Hello
I have sheets to make to make a soil reservoir, I know the quantity of earth that will be put in front of it, I started with an approximate value of 1.2 tons per m^3.
Here on my example I blocked the bottom of my bent sheet metal in fixed geometry and then I exerted a force distributed on the face where the earth is located...
but I'm not sure of the value used (put pressure? a force?)
Thank you
Hello
In my opinion, this is rather difficult to simulate because earth is not a homogeneous material and it seems difficult to predict its behaviour. If you take clay the earth will hold on its own because of its low "viscuosity" if you take sand then we are a little closer to the behavior of a fluid.
Let's assume that you have the density of the earth and let's assume that it can be assimilated to a "fluid", the force applied to your folded sheet metal is not constant as you defined it here. It's equal to zero at the top of your sheet. It is proportional to the height of the column of earth. The effort increases with depth.
Hello
I would proceed as a fluid as well.
Hello
You have to define a pressure afterwards according to the height of the ground to be remembered, your value will change. Your model is quite close to a hydraulic dam if we consider the fluid to be earth. Of course, the earth is not a homogeneous fluid but I invite you to consider it as such. You will also need values such as the density of the earth.
If you have problems calculating the pressure, don't hesitate otherwise you can find this kind of calculation on the internet.
Dimitri
I considered a density of earth at 1250kg/m^3 with a sheet height of 0.5m so I have my pressure which is equal to 6131N/m²
I can't really apply the tutorial that DBZ advised me to fill in solidworks...
What's your width?
I have a length of earth retention of 14.7m
6131 Pa is your pressure at the base of your structure. If you consider that your overpressure you have to integrate it on your surface.
Personally I find an effort according to your width of 1532*width.
Dimitri
So 22,531 N =)
But remember that this effort was obtained by considering the earth as a homogeneous fluid.

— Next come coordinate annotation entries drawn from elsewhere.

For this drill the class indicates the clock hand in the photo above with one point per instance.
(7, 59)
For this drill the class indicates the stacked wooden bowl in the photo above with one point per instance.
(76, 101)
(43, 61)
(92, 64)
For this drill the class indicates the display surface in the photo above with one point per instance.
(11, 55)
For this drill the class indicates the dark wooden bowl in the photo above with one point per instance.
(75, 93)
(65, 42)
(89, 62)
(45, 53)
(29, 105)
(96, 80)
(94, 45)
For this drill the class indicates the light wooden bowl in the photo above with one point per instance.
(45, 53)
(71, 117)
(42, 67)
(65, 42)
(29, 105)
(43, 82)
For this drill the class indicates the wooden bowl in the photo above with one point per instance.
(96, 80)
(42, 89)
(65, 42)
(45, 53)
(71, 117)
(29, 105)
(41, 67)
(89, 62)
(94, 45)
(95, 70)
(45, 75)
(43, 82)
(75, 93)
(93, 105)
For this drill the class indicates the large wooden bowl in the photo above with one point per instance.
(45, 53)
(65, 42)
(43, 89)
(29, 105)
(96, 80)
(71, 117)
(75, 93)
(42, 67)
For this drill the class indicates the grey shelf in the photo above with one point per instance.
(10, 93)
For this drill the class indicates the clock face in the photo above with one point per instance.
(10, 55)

It is likely that this effort is very over-enorsing.
Dimitri
how do you find 1532 Dimitri?
To calculate that your pressure is 6131 N/m², you did P(z) = density * 9.81 * z
and for z = 0.5 => P(z) = 6131
Now if you integrate P(z) = density * 9.81 * z on the height (from 0 to 0.5) and then on the width (from 0 to 14.7) you have
int (from 0 to width) [ int (from 0 to height) [ density * 9.81 * z] dz ] dl
= width * density*9.81 *(height²/2)
= width * 1532
= 22,531 N
See this link
https://books.google.fr/books?id=O7eWDgAAQBAJ&pg=PA27&lpg=PA27&dq=calculer+une+retenue+de+terre&source=bl&ots=UXnZrJi5Ek&sig=rvCnqHxEdO5vSXE0xBRJh97ZFLc&hl=fr&sa=X&ved=0ahUKEwiz0vW31MDWAhUhCMAKHenWAD44ChDoAQguMAI#v=onepage&q=calculer%20une%20retenue%20de%20terre&f=false
@+
Hello
Have you solved your problem?
Dimitri
yes perfect thank you Dimitri